Further, the bottleneck theory optimizes the formula of the objective function by using psi _IB It is indicated that I uses the HSIC above:

ψ _IB ＝I(α,β ₁ )-θI(α,β ₂ )

wherein: psi phi type _IB Represents an information bottleneck, θ represents lagrange multiplier, I (α, β ₁ ) Representation ofFirst mutual information, I (alpha, beta ₂ ) Representing second mutual information, wherein the first mutual information and the second mutual information are HSIC experience values calculated by using Hilbert independence criteria.

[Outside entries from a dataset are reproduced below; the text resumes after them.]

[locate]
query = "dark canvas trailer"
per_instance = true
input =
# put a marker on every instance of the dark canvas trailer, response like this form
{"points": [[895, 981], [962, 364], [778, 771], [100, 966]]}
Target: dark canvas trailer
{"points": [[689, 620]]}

In addition, the invention also provides a medical named entity recognition robustness enhancement system, which comprises:

the acquisition module is used for acquiring a medical text to be identified, inputting the medical text into a pre-trained language model to acquire a word vector sample and an countermeasure sample, wherein the language model adopts a PGD attack method to calculate a loss function gradient of the word vector sample, and adds disturbance in the direction of the gradient to generate the countermeasure sample;

the mutual information calculation module is used for calculating the first mutual information of the model input and the middle hidden layer and the second mutual information of the model output and the middle hidden layer by adopting a Hilbert independence criterion;

the training module is used for taking the first mutual information and the second mutual information as mutual information of a bottleneck theoretical optimization objective function, and capturing multistage hidden semantic information by taking the bottleneck theoretical optimization objective function as a limiting condition when training a neural network model by adopting the word vector sample and the countermeasure sample;

and the prediction module is used for decoding the multi-level hidden layer semantic information output by the neural network model during actual prediction, and selecting an entity tag sequence with the highest probability from decoding results as a recognition result.

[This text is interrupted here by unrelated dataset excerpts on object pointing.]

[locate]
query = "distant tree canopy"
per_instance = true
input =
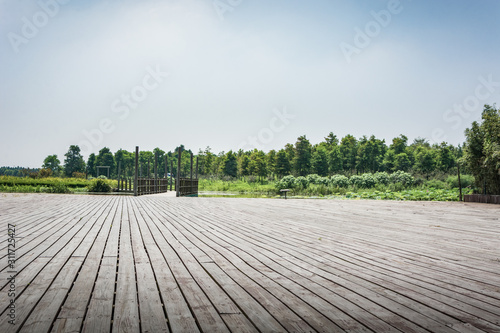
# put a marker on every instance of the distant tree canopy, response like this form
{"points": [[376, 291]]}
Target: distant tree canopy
{"points": [[345, 156], [482, 150], [74, 161], [52, 162]]}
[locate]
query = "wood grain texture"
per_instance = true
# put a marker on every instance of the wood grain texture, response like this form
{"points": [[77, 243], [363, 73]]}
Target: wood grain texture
{"points": [[163, 264]]}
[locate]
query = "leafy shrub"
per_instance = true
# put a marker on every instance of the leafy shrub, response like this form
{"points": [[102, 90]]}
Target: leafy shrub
{"points": [[301, 182], [402, 177], [99, 185], [436, 184], [466, 180], [356, 181], [382, 178], [58, 188], [313, 179], [366, 180], [339, 181], [286, 182], [44, 173], [78, 175]]}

Further, the acquisition module includes:

the word vector extraction unit is used for inputting the medical text into the pre-trained language model to obtain a word vector sample;

the disturbance countermeasure unit is used for adding disturbance countermeasure at the word vector embedding layer of the language model, calculating a loss function gradient of a word vector sample by adopting a PGD attack method, adding disturbance in the direction of the gradient, and generating a disturbance countermeasure sample, wherein the PGD attack formula is as follows:

wherein: x is x _t Representing samples generated by the t-th iteration, x _t+1 Representing the sample generated by the t+1st iteration, S representing the allowable disturbance range, n _x+S Representing the function that projects the disturbance back into the range, α represents the step size for each iteration, θ represents the parameters of the model, J (θ, x _t Y) represents the loss function, y represents the label of the sample that is correct,representing the loss function versus input sample x _t Is a gradient of (a).

Further, the Hilbert independence criterion is formulated as:

Further, the bottleneck theoretical optimization objective function is formulated as:

ψ _IB ＝I(α,β ₁ )-θI(α,β ₂ )

wherein: psi phi type _IB Represents an information bottleneck, θ represents lagrange multiplier, I (α, β ₁ ) Representing first mutual information, I (alpha, beta ₂ ) Representing the second mutual information.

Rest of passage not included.